Tracing your family tree and history is a challenging but fascinating process.
The first and most important step in researching your family’s past is to gather all the information you may have. You know your grandparents came from Crete. Maybe you also know the name of a village, or maybe that they originated “in a place near Heraklion.” Maybe you have nothing more than a Greek surname and a handful of family stories repeated at family holidays.
Any clue you have will help you narrow down the location of your family’s roots. This is detective work. Before you can stand in your great-grandfather’s village, before you can find the church where your grandparents got married, before you can walk the land your ancestors farmed, you need to know where they came from.

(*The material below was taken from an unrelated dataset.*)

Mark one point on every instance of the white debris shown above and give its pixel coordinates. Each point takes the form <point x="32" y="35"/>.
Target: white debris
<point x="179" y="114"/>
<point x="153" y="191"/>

Patience, persistence, and sometimes frustration, are all part of the game. And the further back you go, the harder it becomes. Records become scarcer. Memories fade. Names change. But one thing is certain: even third- and fourth-generation descendants can successfully research their Cretan ancestry with the right approach and tools.
And the payoff is extraordinary.
Standing in your ancestral village, knowing you earned that moment through your own research and work, transforms a heritage trip into something deeply personal and memorable.
The True Cretan guide on researching your Cretan ancestry walks you step-by-step through this elaborate process. It will give you tips on what to look for, where to search, and how to prepare for the moment when your ancestry becomes a real place you can visit.
At minimum, your goal is to identify your family surname (original Greek spelling, if possible) and your ancestral village or region in Crete. Once you know that, everything else becomes possible.